Jadi, bagi adik-adikku yang belum pacaran, tidak perlu mencoba. Jika sampai menikah kalian tidak pernah melewati jalan ini, itu adalah kado spesial yang luar biasa buat kalian dan pasangan. Adapun yang sekarang sedang terjangkit Virus Merah Jambu akut (istilah orang pacaran), segera sembuhkan jika target menikah kalian masih panjang, sebelum semuanya terlambat dan menjadi kronis. Adapun yang sudah kronis, segeralah menikah (atau kembali berteman seperti biasa), jangan menunda-nunda, jangan menambah dosa yang sudah ada. Sampai kapan pun kita tidak akan pernah tahu Situasi dan Kondisi yang menghampiri kita, sebagaimana kita tidak pernah tahu masa depan. Dan yang pasti, penyesalan selalu di belakang.
Nah, kembali ke adik-adikku, mari kita menjaga kehormatan perasaan. Cinta itu suci, perbuatan kitalah yang kadang mengotori. Sejak pemahaman ini bersarang di otak kakakmu ini, ingin sekali dia menulisnya, tapi belum sempat. Alhamdulillah sudah tercurahkan sekarang. Mari ambil pemahaman baik ini, itulah cara belajar hidup yang paling mulia, tidak menunggu harus terjangkit virusnya. Karena itu menyakitkan.
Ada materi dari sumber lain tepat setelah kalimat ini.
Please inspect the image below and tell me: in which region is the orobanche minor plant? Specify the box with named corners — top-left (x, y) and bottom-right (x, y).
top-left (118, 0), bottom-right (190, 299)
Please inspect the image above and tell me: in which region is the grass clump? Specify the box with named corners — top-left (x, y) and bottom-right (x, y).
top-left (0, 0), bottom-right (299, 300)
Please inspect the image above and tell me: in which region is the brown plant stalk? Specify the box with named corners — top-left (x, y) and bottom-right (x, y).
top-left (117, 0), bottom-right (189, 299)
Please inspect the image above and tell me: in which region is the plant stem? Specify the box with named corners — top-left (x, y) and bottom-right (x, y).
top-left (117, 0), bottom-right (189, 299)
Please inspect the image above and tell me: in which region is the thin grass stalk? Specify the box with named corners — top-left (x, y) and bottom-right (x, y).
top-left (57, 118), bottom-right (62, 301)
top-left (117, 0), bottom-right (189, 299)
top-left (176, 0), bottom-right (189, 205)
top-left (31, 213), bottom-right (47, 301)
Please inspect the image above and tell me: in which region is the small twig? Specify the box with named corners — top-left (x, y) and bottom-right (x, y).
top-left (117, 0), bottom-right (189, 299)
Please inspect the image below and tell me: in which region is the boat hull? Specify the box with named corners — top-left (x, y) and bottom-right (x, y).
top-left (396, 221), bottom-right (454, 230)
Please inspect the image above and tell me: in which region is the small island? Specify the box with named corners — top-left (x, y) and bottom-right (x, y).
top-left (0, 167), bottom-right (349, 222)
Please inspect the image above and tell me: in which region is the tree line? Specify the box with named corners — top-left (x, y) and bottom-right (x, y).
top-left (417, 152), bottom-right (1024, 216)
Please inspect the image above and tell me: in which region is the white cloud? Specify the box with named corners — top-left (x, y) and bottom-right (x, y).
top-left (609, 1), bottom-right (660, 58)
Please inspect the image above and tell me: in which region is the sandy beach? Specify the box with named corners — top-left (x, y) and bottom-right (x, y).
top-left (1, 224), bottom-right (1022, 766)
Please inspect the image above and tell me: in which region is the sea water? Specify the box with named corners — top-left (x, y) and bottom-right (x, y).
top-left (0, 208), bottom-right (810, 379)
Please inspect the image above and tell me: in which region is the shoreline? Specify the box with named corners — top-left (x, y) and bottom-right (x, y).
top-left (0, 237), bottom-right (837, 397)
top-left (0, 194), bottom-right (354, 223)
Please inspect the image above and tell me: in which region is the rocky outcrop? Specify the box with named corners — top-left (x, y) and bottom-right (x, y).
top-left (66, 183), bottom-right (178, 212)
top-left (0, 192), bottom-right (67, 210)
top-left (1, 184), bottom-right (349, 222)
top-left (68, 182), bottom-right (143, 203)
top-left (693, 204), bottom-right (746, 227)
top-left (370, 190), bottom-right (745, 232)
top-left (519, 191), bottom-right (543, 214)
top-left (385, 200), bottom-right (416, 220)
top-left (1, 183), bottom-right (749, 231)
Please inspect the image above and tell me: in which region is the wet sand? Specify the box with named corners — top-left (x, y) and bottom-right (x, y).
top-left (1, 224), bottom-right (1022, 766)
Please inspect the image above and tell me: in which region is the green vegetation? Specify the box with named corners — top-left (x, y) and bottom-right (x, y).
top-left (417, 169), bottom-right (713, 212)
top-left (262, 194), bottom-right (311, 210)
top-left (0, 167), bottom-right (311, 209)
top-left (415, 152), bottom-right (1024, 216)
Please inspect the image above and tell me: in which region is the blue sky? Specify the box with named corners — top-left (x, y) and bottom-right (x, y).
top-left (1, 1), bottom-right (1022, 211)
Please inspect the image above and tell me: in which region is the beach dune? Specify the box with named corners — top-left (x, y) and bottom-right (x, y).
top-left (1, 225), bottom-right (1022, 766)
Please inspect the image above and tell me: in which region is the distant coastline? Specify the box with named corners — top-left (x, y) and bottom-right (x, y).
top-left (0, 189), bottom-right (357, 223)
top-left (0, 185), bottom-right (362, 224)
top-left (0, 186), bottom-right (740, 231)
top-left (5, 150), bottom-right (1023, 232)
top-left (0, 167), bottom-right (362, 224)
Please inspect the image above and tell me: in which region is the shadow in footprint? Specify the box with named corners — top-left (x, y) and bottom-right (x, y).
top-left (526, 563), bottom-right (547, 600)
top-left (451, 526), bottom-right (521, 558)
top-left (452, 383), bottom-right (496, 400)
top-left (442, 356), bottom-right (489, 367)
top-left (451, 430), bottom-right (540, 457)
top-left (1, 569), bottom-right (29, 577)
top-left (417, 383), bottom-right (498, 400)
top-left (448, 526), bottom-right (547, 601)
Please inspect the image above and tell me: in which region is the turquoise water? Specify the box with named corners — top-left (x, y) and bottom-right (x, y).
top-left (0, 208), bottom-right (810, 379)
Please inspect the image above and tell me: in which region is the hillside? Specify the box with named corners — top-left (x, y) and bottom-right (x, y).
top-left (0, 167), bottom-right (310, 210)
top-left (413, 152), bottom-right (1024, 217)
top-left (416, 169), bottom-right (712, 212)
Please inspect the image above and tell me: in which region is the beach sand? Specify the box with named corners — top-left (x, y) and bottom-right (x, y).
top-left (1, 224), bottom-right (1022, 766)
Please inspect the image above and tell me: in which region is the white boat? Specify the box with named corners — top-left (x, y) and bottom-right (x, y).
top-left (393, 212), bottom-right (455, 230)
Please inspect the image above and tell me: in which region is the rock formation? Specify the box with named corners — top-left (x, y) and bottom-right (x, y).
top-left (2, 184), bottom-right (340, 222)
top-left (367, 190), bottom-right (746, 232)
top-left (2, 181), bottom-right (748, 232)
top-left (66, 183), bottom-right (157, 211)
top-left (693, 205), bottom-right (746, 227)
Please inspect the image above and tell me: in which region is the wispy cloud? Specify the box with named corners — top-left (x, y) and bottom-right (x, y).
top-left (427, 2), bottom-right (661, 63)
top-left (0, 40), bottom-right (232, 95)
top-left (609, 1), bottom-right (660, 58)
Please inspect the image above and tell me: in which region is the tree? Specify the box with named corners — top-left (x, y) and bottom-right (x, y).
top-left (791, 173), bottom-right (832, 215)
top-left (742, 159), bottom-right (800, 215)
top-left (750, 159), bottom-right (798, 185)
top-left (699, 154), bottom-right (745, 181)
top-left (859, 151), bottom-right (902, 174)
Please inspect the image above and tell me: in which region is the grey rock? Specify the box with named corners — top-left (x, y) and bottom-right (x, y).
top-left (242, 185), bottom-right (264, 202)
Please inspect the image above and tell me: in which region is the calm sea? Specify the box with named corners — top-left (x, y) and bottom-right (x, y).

Terakhir, jika kau masih bertanya; lantas bagaimana solusi jika badai ‘cinta dan perasaan’ itu datang? Yang kakakmu lakukan selama ini hanyalah: memendam perasaan. Kalau pun khalayak ternyata akhirnya tahu, maka cukuplah itu menjadi rasa suka, suka-sama-suka; biarkan waktu yang menjawab, apakah rasa suka itu semakin membesar, atau sebaliknya, memudar.
Tidak perlu dilanjutkan menjadi pacaran.